Troquei um olhar com Hector. Sua expressão não era nem remotamente plena enquanto mordia sua barrinha de cereal, mas não disse nada.
— E por que sua irmã está aqui e sua filha em outra cidade? — perguntei, para que Celso continuasse falando.
Estávamos posicionados em um triângulo, comigo e Hector olhando fixamente para Celso enquanto contava sua história naquele cubículo iluminado por uma lanterna. Falávamos em sussurros quase inaudíveis para evitar que alguém pudesse nos ouvir. O homem coçou nervosamente a nuca e ficou alguns segundos em silêncio antes de começar:
— Eu e Laura morávamos em Botuverá, a cidade da escola, antes da pandemia se iniciar. Me mudei quando me casei, deixando minha mãe e irmã aqui. Quando tudo estourou eu estava trabalhando no colégio de Laura e a loucura dos dias iniciais nos obrigou a ficar por lá. Conseguimos sobreviver, mas Laura ficou severamente perturbada e desde então não tenho coragem de tirá-la de lá, onde ainda restam alguns amigos e pessoas que cuidam dela.
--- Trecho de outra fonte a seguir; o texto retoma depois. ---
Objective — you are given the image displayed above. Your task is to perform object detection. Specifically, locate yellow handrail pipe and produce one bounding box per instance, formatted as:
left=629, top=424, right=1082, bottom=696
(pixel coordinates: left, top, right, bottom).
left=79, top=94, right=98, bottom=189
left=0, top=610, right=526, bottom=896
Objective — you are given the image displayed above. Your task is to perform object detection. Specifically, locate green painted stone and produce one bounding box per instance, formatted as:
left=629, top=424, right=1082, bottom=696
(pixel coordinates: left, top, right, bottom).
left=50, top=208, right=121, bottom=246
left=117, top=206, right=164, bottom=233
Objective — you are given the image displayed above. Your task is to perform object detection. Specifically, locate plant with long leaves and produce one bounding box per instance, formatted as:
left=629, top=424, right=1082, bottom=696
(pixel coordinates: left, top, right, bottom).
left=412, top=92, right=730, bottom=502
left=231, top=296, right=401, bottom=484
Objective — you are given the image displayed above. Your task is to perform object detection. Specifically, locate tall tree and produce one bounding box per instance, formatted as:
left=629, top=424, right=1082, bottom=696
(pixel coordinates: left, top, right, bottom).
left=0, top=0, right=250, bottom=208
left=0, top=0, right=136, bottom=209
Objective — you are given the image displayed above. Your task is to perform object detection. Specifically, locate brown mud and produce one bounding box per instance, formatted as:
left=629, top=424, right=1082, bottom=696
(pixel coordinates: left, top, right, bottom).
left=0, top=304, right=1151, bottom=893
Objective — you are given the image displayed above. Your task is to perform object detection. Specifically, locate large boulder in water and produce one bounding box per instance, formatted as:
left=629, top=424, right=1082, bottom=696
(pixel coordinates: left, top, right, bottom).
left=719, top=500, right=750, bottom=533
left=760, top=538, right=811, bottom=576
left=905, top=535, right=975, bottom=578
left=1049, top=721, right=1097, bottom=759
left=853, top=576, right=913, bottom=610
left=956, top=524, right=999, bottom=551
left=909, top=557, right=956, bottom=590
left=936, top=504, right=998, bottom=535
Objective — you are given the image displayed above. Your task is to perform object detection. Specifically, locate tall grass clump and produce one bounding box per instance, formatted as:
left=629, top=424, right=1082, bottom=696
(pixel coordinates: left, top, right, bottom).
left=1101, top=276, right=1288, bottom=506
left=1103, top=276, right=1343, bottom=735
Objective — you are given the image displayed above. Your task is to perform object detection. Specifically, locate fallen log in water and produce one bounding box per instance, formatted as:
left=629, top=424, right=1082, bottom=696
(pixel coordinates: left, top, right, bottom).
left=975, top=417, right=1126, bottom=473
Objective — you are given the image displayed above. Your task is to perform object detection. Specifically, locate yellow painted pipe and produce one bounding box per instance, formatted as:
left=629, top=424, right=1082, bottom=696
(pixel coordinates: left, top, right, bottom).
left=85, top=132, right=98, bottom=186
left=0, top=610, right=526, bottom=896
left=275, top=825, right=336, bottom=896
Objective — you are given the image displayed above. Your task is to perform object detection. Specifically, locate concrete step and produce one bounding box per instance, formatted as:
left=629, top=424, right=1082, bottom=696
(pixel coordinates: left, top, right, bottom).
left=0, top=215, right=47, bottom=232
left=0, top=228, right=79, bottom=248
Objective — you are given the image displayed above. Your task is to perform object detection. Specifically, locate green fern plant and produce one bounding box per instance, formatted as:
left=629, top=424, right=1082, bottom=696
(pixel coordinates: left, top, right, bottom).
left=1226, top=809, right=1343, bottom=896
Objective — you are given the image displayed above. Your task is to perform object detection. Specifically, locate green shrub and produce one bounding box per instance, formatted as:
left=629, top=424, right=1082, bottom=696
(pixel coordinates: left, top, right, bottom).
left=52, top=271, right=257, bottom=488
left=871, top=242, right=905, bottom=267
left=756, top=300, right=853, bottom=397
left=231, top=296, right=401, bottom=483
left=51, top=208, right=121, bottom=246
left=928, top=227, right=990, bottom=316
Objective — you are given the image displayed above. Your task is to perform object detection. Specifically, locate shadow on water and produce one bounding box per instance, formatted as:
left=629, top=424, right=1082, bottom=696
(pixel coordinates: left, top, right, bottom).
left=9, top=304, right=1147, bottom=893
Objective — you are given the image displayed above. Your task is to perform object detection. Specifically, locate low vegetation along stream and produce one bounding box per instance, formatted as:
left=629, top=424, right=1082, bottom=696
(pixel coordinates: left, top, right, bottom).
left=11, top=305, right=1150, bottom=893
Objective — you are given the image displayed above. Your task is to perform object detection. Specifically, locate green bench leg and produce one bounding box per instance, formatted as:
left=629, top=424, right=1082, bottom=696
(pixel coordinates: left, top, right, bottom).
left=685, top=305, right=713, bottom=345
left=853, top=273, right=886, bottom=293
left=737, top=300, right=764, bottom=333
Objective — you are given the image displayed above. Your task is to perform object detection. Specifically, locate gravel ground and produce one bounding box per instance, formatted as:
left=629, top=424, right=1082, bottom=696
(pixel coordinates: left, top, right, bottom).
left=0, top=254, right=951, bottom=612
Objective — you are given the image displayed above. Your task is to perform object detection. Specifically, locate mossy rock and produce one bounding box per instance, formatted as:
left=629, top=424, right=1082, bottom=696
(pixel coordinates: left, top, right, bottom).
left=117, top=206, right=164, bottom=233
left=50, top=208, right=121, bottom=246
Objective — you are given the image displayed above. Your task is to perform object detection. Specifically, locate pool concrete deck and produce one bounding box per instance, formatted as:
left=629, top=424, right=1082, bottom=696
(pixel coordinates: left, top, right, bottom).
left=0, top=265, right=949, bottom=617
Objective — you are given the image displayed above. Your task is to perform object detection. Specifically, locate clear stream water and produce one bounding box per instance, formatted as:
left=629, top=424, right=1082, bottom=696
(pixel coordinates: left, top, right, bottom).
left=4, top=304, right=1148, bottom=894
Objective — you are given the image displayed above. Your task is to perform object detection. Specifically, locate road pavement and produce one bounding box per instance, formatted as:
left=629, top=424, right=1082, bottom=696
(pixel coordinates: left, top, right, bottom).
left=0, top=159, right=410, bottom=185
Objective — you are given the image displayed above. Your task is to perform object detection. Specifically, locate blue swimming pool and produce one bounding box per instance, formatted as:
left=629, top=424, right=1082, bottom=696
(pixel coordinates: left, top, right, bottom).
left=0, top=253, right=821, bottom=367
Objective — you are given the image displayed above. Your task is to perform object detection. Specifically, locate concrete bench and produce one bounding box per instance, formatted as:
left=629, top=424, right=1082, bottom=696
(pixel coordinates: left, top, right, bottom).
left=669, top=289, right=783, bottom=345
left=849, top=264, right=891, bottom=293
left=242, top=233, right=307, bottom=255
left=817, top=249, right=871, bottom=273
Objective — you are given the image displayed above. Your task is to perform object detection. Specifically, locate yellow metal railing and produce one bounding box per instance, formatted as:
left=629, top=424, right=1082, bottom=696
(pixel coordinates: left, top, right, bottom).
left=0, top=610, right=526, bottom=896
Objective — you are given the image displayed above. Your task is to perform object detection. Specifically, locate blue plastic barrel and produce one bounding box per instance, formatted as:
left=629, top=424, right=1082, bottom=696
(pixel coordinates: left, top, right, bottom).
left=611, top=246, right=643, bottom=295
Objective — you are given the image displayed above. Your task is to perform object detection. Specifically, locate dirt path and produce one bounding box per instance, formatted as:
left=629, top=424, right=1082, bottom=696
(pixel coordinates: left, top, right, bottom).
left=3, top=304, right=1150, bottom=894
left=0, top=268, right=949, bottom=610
"Vim até Blumenau sozinho algumas semanas depois, em busca da minha família. Não encontrei ninguém na antiga casa, mas dei de cara com os homens de Klaus enquanto voltava para a rodovia. Quando me trouxeram aqui, descobri que haviam pego Mariana. Iriam me matar, mas ela os convenceu de que eu não era daqui, logo não podia ter envolvimento com os outros grupos da cidade. Como não tinha escolha, me ofereci para buscar mantimentos para eles contanto que deixassem a mim e Mariana vivos e Klaus aceitou, com a ameaça de que estuprariam e matariam minha irmã se eu não voltasse com bastante comida. Não tive escolha além de voltar para a escola e roubar de lá. Não podia contar para eles o que estava acontecendo ou o motivo de ter voltado, achariam que eu era um risco... Estariam certos. — ele suspirou — Então mantive segredo dos dois grupos. Fiz minha melhor impressão de lunático psicopata e consegui virar um deles, para ficar perto e garantir a segurança de Mari.
— Meu Deus, isso é horrível — inconscientemente busquei um cigarro no bolso, mas não achei nada, percebendo como minhas mãos tremiam. Imaginar o que aqueles homens faziam com as mulheres presas ali fazia minha visão embaçar.
— O pessoal da escola nunca desconfiou? — Hector perguntou, seco, enquanto amassava e jogava no chão a embalagem — Eu te vi roubando na primeira vez que estive lá.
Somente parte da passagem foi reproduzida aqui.